The book begins with Rodney Clapp's "Practicing the Politics of Jesus," where he argues (in the spirit of John Howard Yoder) for a radical Christian politics that serves as an alternative to the Constantinian fusion of church and worldly interests. Clapp's essay provides a helpful introduction to the book, because it raises a number of themes associated with radical Christianity that other authors exploit to greater depth. Among the other contributors are two we should expect in a serious book on countercultural Christianity, and the offerings of Stanley Hauerwas and Walter Bruggemann do not disappoint. In particular, Hauerwas's essay, "The Nonviolent Terrorist: In Defense of Christian Fanaticism," is provocative in light of the current national crisis. Hauerwas confidently accepts the terrorist label, for he believes that when the church lives with integrity, it cannot help but terrorize those outside the church. But unlike violent terrorism, which Hauerwas equates with war because (he claims) it derives from the same rationale employed by states to justify war, Christians are called to threaten the world's assumed need for war by witnessing to the alternative life lived in Christian love. To provide this witness creates an "epistemological crisis" (Alasdair MacIntyre's term) for those who do not follow Jesus Christ and forces the world to consider Christians to be the most deviant fanatics. Countercultural Christianity rightly lived, according to Hauerwas, is a terrorist endeavor.

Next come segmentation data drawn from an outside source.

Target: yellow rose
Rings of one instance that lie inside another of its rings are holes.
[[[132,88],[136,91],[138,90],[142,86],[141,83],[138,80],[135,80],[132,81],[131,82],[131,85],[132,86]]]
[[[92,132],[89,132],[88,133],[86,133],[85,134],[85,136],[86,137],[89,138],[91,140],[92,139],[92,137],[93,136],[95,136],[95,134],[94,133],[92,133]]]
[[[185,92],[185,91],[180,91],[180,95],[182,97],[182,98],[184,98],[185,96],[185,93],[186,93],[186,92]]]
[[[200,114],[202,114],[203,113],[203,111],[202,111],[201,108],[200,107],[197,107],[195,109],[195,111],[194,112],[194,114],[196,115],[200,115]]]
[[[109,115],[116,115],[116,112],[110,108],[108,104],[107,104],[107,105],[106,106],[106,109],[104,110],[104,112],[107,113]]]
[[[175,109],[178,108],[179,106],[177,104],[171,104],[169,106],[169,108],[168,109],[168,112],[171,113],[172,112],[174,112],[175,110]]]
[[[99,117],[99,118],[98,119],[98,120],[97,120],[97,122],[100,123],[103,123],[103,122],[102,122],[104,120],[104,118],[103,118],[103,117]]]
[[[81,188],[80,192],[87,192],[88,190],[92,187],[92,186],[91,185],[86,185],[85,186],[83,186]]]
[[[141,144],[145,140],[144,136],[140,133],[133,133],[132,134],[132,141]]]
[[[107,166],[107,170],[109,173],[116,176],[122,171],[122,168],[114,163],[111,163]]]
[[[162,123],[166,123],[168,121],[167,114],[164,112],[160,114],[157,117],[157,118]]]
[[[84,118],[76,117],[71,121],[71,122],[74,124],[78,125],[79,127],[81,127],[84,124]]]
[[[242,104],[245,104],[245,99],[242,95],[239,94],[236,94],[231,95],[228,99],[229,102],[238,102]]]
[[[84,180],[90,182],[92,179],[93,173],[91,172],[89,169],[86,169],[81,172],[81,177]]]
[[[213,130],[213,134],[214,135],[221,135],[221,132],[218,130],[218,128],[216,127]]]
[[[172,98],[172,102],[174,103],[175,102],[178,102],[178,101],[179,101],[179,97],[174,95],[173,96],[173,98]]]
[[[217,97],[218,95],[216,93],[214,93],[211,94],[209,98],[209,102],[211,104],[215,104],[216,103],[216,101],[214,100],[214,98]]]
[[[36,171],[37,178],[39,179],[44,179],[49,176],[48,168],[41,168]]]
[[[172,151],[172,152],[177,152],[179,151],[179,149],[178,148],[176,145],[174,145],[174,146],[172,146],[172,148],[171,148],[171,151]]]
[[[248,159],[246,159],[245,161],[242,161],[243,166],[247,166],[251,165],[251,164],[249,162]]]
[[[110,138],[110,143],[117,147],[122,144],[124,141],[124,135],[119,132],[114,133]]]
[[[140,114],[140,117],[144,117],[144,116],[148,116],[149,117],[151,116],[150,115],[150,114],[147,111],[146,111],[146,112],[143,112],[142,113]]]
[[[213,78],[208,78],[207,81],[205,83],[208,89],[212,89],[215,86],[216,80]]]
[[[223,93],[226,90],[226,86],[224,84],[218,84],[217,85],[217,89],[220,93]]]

Hauerwas's appearance in a volume on countercultural Christianity should not surprise, but what is fresh about this collection is that descendants of the Anabaptists share pages with Curt Cadorette's essay on Latin American base communities and Roberto Goizueta's description of Hispanic popular religion as loci for countercultural gospel witness. Both of these essays demonstrate that the claim to countercultural Christianity is not the possession of radical Protestantism alone, but also the mission of many Catholic liberation theologies. The inclusion of Protestant and Catholic viewpoints, along with contributions from fields like archaeology, history, social theory, and philosophy, make this a well-rounded collection.
Budde and Brimlow also offer essays of their own to the anthology, though their contributions are not as tightly argued as some of the rest. In addition, although they insist that the collection is meant to "challenge the sterile frameworks of `church versus sect,' and the stagnant polemics about whether Christians should be for or against the 'world' or `culture"' (p. 5), their introduction seems more content to peddle in this overworked dualism than inspire the reader to venture into the essays contained therein. Fortunately, though, the easy rein that Budde and Brimlow exercised in organizing these essays permits most of the other contributors to rise above that tired and often contrived antagonism to suggest real vision for a church simultaneously in but not of the world. As a result, this book provides a helpful multifaceted introduction to radical Christian ecclesiology, suitable for clergy, students, and anyone interested in how the church might serve as a countercultural community with integrity and faithfulness.